Book 1: Chapters 1–5

The author makes fun of the "begin from the beginning" novel by giving us the details not of his birth but of his very conception. From the first sentence he establishes his presence, that of a person with lots of opinions. He is the person and the writer who is the natural outcome of the events that he pictures for us from Chapter 1 onward. The ideas of his father have taken firm hold in his mind, and he is the embodiment of things gone wrong. In a way, his book goes wrong from the beginning: instead of giving the reader straightforward facts, he gives minute background and precise explanations about that background. He goes into detail about the details — a propensity that he has obviously inherited from his father.

In addition to establishing his own presence, he shows us without preliminaries his mother and father in bed on that evening. It is as if he has suddenly raised a curtain on the actors who are waiting to begin their performance. At their very first appearance in the book, Mr. and Mrs. Shandy are as vivid and three-dimensional as they are whenever the stage is given over to them, whether for a brief flash or for an extended sequence.

Several important motifs appear in these first chapters.
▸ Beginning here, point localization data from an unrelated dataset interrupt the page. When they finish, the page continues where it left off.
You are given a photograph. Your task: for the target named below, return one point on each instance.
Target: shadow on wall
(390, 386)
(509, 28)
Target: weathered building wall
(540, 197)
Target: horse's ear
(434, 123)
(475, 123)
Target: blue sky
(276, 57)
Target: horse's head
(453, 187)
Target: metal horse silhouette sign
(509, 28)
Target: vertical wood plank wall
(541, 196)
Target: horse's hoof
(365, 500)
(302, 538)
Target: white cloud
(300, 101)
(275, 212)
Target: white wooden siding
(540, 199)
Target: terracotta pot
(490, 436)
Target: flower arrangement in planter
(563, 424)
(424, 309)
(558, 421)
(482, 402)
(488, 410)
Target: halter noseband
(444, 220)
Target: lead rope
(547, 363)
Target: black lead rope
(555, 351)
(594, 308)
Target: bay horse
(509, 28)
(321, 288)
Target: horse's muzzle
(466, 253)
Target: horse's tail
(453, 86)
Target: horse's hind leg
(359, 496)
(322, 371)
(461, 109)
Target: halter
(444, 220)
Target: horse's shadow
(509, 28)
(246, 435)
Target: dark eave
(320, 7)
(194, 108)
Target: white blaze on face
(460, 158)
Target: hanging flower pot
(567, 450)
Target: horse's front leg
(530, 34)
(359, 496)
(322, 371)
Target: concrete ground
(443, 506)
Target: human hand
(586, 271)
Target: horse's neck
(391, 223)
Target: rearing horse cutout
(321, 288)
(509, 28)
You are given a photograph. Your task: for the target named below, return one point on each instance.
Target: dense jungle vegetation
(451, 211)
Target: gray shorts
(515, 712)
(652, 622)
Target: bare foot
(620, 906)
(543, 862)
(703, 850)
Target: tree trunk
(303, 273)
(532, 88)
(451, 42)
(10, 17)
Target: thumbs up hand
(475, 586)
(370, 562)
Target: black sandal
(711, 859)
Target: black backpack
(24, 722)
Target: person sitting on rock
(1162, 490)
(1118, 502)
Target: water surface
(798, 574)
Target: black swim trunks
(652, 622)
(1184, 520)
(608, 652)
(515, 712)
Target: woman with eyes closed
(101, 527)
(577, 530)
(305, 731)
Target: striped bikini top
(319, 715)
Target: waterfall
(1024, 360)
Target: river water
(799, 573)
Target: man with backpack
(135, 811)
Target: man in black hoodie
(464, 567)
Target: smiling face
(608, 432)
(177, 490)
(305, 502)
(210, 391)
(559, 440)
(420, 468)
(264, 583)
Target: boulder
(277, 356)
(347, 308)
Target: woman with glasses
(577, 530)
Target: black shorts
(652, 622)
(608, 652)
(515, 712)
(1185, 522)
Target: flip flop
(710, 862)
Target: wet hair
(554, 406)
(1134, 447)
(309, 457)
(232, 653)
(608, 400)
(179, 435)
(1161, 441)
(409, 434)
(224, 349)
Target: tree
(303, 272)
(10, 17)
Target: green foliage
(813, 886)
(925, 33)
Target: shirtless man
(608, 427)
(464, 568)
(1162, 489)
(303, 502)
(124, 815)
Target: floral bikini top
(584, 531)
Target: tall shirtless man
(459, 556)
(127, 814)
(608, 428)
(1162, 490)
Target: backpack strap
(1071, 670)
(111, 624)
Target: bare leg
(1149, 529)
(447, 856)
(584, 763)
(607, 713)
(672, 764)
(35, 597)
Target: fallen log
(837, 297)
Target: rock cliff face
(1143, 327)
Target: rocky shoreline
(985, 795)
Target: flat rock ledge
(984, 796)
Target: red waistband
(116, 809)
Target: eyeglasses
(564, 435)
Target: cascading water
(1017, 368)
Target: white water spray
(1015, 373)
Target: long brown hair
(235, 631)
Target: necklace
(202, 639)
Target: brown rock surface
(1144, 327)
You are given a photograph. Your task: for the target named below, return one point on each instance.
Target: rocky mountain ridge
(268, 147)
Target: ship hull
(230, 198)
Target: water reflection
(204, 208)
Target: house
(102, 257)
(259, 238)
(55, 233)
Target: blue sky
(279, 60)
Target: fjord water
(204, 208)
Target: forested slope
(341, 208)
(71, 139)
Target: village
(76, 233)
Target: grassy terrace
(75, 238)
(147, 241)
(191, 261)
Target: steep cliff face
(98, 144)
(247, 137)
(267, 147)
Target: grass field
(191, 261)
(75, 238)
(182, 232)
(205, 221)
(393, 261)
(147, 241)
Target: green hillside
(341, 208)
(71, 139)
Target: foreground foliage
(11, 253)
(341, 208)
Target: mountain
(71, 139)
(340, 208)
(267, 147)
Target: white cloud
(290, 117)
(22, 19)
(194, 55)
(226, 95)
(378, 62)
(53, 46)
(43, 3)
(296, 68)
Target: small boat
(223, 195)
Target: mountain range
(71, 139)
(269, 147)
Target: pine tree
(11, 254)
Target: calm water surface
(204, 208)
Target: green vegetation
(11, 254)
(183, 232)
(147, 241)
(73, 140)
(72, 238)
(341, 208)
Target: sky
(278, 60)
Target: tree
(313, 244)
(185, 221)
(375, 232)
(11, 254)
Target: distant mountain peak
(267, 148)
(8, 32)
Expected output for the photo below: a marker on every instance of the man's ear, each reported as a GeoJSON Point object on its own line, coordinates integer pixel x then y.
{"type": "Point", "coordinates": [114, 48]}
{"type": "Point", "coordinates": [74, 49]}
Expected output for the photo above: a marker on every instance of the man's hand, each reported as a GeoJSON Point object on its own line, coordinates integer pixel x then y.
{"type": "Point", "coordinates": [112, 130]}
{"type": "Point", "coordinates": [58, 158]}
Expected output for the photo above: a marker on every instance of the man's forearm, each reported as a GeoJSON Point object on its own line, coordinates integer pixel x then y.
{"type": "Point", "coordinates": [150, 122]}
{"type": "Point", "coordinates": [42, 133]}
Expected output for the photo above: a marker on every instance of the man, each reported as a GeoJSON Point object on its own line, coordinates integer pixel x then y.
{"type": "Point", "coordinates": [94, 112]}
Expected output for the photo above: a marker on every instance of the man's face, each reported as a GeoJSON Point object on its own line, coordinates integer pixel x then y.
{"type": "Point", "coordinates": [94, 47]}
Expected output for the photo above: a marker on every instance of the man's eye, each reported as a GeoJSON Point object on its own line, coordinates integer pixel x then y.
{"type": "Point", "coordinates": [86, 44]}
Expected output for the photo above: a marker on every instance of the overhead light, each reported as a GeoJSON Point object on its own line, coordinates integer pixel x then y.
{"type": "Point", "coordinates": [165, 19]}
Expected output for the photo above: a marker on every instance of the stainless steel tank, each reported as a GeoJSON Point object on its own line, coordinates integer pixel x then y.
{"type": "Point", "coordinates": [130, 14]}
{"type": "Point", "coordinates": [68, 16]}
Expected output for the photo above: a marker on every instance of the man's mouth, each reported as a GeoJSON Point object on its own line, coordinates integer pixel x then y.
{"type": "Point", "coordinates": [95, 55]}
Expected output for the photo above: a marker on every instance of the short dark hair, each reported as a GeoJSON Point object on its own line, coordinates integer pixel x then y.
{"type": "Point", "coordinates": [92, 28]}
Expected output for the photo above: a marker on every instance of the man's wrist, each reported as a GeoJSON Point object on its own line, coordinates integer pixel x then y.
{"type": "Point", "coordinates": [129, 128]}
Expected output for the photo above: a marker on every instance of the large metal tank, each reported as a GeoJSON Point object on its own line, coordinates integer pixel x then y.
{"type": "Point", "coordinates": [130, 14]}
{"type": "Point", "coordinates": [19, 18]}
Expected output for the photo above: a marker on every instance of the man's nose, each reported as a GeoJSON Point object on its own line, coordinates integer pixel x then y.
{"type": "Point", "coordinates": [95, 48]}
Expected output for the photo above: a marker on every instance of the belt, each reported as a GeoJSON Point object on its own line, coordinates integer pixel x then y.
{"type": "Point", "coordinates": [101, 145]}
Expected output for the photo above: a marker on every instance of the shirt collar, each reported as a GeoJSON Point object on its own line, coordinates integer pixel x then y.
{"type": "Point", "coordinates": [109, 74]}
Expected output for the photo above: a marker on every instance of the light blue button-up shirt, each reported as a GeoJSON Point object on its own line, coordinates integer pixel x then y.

One of them is the Lockean theory of Associationism, introduced in Chapter 1. Two or more ideas become associated in someone's mind; when one of these ideas occurs to him, the other occurs with it automatically. They are inseparably linked. This is a kind of "madness" that periodically springs up in Mrs. Shandy and Uncle Toby, especially in the latter, and naturally they have no control over it. Some of the funniest situations in the book derive from such associated ideas.